SHiPS Resource Center || ships.umn.edu   UPDATE: The Trial of Galileo
 
Galileo's trial ma have been more about politica than religion.

Galileo was not only good at science; he was expert at patronage and the politics of persuasion. He deftly exploited his discovery of the satellites of Jupiter, for example, by naming them "Medician stars." By creating a celestial--and therefore permanent--emblem of the Medici family, Galileo encouraged the wealthy dynasty to support his work. At the same time, he helped quell the controversy over his astronomical observations by associating them with the famous family.

The episode is important for two reasons.

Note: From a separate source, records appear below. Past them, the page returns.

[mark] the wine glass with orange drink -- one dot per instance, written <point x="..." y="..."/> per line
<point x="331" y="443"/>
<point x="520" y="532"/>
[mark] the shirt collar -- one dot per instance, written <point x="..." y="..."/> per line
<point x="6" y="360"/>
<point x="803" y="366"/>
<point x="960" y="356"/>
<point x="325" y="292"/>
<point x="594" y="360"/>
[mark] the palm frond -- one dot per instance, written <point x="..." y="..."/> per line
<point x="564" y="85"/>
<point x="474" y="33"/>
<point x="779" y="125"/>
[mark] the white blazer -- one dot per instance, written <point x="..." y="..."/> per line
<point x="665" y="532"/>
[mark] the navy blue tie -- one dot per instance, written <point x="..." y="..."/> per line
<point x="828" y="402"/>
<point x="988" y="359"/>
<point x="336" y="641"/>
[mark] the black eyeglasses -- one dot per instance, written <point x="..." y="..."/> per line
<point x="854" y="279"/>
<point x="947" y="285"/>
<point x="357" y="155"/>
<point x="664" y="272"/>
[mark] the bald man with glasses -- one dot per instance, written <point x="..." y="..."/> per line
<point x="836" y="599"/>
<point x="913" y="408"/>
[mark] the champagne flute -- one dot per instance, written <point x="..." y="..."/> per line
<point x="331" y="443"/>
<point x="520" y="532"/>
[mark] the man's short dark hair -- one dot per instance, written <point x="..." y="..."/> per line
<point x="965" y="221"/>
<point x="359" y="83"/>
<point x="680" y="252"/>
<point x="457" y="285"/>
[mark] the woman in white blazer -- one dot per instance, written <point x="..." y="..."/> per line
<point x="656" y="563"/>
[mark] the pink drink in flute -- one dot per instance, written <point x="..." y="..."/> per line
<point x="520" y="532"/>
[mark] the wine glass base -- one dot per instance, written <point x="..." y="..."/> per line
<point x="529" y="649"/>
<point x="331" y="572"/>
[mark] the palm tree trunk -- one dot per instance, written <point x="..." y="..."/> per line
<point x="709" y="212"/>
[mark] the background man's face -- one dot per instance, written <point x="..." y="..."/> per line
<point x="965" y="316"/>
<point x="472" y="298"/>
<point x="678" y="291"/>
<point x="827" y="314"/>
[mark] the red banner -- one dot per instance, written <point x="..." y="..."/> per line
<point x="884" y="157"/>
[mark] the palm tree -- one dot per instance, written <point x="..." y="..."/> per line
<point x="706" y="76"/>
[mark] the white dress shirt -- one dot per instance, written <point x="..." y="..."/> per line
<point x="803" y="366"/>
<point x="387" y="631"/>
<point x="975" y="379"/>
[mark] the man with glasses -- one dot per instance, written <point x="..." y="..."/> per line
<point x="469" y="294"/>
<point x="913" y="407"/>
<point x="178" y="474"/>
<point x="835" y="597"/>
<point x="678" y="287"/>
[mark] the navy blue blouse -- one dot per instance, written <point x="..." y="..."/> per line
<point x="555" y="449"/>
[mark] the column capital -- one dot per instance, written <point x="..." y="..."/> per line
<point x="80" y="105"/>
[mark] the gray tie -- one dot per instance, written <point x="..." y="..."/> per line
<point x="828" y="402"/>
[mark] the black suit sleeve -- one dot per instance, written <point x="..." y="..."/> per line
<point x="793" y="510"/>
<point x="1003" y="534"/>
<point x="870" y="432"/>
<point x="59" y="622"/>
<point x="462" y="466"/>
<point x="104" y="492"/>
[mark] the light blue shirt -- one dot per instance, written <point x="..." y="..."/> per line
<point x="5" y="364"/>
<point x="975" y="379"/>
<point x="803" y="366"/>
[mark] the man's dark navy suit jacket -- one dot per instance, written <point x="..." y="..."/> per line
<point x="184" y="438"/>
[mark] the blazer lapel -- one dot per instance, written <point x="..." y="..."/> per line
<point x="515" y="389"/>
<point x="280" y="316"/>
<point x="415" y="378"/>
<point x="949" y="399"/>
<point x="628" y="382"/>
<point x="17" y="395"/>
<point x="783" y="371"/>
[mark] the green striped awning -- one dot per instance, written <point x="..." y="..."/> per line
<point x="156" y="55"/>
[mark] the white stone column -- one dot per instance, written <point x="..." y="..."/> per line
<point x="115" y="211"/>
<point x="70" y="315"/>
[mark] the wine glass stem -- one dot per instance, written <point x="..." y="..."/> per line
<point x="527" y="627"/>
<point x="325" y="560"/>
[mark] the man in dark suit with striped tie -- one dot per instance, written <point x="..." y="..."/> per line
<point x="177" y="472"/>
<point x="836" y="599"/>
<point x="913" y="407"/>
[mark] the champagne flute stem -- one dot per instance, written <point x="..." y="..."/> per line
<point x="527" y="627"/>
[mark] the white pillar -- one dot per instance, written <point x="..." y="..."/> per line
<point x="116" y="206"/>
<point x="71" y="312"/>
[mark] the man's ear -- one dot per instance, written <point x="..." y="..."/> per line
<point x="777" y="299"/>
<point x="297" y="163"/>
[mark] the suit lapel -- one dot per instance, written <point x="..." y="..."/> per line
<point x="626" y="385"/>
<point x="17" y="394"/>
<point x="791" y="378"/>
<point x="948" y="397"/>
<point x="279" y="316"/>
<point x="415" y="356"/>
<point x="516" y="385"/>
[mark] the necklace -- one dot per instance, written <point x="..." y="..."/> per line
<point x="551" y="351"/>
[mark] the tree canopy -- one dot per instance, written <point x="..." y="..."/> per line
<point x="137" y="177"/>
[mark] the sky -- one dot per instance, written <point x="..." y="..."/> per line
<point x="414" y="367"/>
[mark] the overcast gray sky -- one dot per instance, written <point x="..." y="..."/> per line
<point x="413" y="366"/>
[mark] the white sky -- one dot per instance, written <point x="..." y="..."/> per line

First, it reminds us that science is not free. Galileo shows how a "scientist" crafted support for his research long before Western European culture recognized science as a profession or supported it through public revenue. Second, understanding Galileo's role in the patronage system of his day can throw light on the trial of Galileo, probably the most frequently cited case of conflict between science and religion.

In the 17th century, astronomers--and others who pursued Natural Philosophy--often found their support from the court of some prince, where money was available for such leisure pursuits. Galileo, adept at court politics, eventually earned himself status in the most presitgious and wealthiest court in Europe: the Papal court at the Vatican in Rome.

What eventually happened there, according to Mario Biagioli (1993), was a routine event of Renaissance Italy: the fall of the great courtier. It was customary for the Prince of any court to demonstrate his absolute authority from time to time. He typically did so by banning one his favorite courtiers, or favoritti. Such banishment could not be arbitrary, though, if the Prince was to also maintain his moral claim to power. Thus the Prince would typically portray the courtier as having committed some unpardonable act, such as betrayal of the Prince. The Prince thereby enhanced his image, presenting his exercise of authority as guided by higher principles, obliging him, no less, to suffer the loss of a close friend. Justice, of course, did not enter into these "court" proceedings.

According to Biagioli, up until the time of the now famous incident with the Church in 1633, Galileo was among the Pope's favorite courtiers. Galileo then likely became a victim of ordinary court politics. How would the Pope have justified Galileo's fall from grace politically? Galileo's failure to follow the Church's 1616 edicts on the teaching of Copernicus would certainly have provided a convenient de jure scenario. His 1632 publication provided an opportune target, even though Galileo had been actively promoting Copernicanism since 1609.

In retrospect, we have cast Galileo in a highly conventional melodrama of triumph over adversity. The villians have become members of the Church who thwarted the progress of science by refusing to accept plain, unequivocal observations. Hence, the scientific moral (both lesson and ethic): always be open to evidence--and beware of religious blinders. While thematically tidy, such a portrayal grossly misrepresents the intellectual sophistication of Galileo's contemporaries in the Church. By the 1630s, few intelligensia (including those in the Vatican) accepted the Ptolemaic view that we now associate with the Church's intolerance. Rather, they endorsed the alternative system of Tycho Brahe, who placed the planets in orbit around the sun, and the sun in orbit around the Earth.

Howard Margolis's (1991) careful analysis of Galileo's Two Principal World-Systems reveals that while Galileo framed the famous dialogue as between Ptolemaic and Copernican spokesmen, he had to cleverly craft his argument so as to not criticize Tychonic geocentric views, as well. The debate--and the context of Galileo's trial--was thus far more complex than is typically rendered. Galileo's "crime" may have been more personal than religious--provoking his friends in the Vatican court who believed in the Tychonic system.

If Biagioli's interpretation is correct, then the conflict between religion and science in this paradigmatic case was more nominal than real. Galileo's trial, and his subsequent "fall," may have been an elaborate staging for what was, in the context of the time, a more mundane episode of court politics.

References

  • Biagioli, Mario. 1993. Galileo: Courtier. Chicago: Univ. of Chicago Press.
  • Margolis, Howard. 1991. "Tycho's System and Galileo's Dialogue." Studies in the Hist. and Phil. of Sci. 22:259-75.